計画届は訓練開始の6ヶ月前〜1ヶ月前 — AI研修で助成金を使う手続きフロー完全ガイド
人材開発支援助成金(事業展開等リスキリング支援コース)でAI研修を実施する場合の手続きを、時系列のフローで解説します。手続きの主体は受講する企業(事業主)自身です。研修会社が申請を代行することはできません(申請書類の作成代行は社会保険労務士の独占業務です)。
全体フロー
【計画届の提出まで】
- 社内体制の整備 — 職業能力開発推進者の選任、事業内職業能力開発計画の策定・周知(いずれも未実施の場合)
- 研修会社と契約・カリキュラム確定
- 職業訓練実施計画届(様式第1-1号)+対象労働者一覧(様式第3-1号)を作成
【提出期間】
- 訓練開始日の6ヶ月前〜1ヶ月前に管轄労働局へ提出 ← 最重要期限
【訓練実施】
- 計画届どおりに訓練を実施(日時・カリキュラム変更時は変更届が必要)
【訓練終了後】
- 支給申請(訓練終了日の翌日から原則2ヶ月以内)
- 審査 → 支給決定
つまずきやすい4つのポイント
1. 期限は「1ヶ月前」。1日でも遅れたら不支給
6ヶ月前〜1ヶ月前という提出期間のうち、後ろの期限が絶対です。遡及申請はできません。
2. 計画届どおりに実施する
提出したカリキュラムの実施日時と実際がずれると、その分は実訓練時間に算入されず、受講率不足で不支給になる事例が厚労省パンフレットに明記されています。日程変更が生じたら必ず変更届を提出してください。
3. 訓練中の賃金は通常どおり支払う
賃金助成は「所定労働時間内に、賃金を払って受講させた」時間が対象です。所定労働時間外・休日の受講分は賃金助成の対象外です。
4. eラーニングと同時双方向型で助成範囲が違う
ライブ型(同時双方向)は賃金助成あり、eラーニング・通信制は経費助成のみで上限も下がります。契約前に研修の実施形式を確定させてから計画届を作成してください。形式ごとの違いは助成額の計算例の記事で詳しく解説しています。
企業側で準備する書類(計画届時)
- 職業訓練実施計画届(様式第1-1号)
- 対象労働者一覧(様式第3-1号)
- 訓練カリキュラム(研修会社が提供)
- 見積書・契約書等、経費を確認できる書類
- (初回)事業内職業能力開発計画 など
様式は厚労省サイトからダウンロードできます。提出先は本社所在地を管轄する都道府県労働局です。

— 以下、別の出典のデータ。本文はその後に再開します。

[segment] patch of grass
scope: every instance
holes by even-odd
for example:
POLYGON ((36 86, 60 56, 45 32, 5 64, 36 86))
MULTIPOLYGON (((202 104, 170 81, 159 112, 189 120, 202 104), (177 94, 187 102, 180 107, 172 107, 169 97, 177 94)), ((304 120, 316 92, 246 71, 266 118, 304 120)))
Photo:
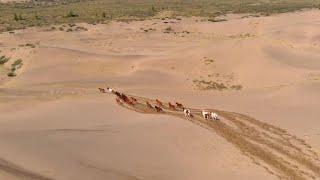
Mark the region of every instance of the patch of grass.
POLYGON ((226 13, 270 15, 319 8, 320 0, 31 0, 0 3, 0 31, 30 26, 105 20, 141 20, 170 11, 173 17, 214 17, 226 13), (14 19, 14 20, 13 20, 14 19))
POLYGON ((66 18, 71 18, 71 17, 79 17, 78 14, 76 14, 73 11, 69 11, 68 14, 65 16, 66 18))
POLYGON ((215 81, 206 81, 206 80, 193 80, 195 86, 200 90, 241 90, 242 85, 228 85, 224 83, 219 83, 215 81))
POLYGON ((15 76, 17 76, 17 74, 16 74, 14 71, 8 72, 7 75, 8 75, 9 77, 15 77, 15 76))

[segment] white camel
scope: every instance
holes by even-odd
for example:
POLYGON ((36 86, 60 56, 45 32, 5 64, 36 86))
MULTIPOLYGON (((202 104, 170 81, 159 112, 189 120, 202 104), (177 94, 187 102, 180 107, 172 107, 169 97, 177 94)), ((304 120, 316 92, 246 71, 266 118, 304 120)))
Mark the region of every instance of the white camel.
POLYGON ((217 114, 217 113, 214 113, 214 112, 211 113, 211 118, 212 118, 213 120, 219 120, 218 114, 217 114))
POLYGON ((108 90, 109 93, 114 93, 114 90, 109 88, 109 87, 107 87, 107 90, 108 90))
POLYGON ((184 116, 186 116, 186 117, 191 117, 192 116, 190 109, 184 109, 183 113, 184 113, 184 116))

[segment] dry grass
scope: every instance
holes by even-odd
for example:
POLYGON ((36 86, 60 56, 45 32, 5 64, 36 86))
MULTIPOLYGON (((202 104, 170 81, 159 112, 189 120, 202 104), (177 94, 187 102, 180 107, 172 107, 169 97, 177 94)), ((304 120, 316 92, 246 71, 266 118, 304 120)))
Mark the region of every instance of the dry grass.
POLYGON ((0 31, 61 23, 100 23, 167 16, 205 16, 216 22, 220 21, 216 16, 229 12, 270 15, 318 8, 319 4, 320 0, 31 0, 0 3, 0 31))
MULTIPOLYGON (((135 98, 138 99, 137 104, 130 106, 124 103, 122 106, 140 113, 159 114, 145 106, 145 101, 155 104, 155 100, 135 98)), ((183 118, 214 131, 251 158, 253 163, 281 179, 320 177, 318 154, 305 141, 284 129, 239 113, 212 109, 222 120, 211 121, 202 118, 200 109, 191 109, 194 117, 187 118, 182 110, 171 110, 167 105, 163 108, 165 112, 160 114, 183 118)))

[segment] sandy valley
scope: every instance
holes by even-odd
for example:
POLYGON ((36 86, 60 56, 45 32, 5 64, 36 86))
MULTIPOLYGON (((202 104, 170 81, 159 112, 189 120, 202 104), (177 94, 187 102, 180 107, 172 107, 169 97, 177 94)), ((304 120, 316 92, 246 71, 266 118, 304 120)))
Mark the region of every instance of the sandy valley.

当ラボの研修では、カリキュラム・実施日時・見積の各書類を計画届にそのまま転記できる形式でお渡しし、記入例つきの申請サポート資料を提供しています(作成代行は行いません)。
出典(一次資料): 厚生労働省 人材開発支援助成金(申請書類一覧) / 事業展開等リスキリング支援コース 詳細版パンフレット(令和8年5月14日版・PDF)
本記事は2026年7月2日時点の公開情報に基づきます。最新の要件は管轄の労働局にご確認ください。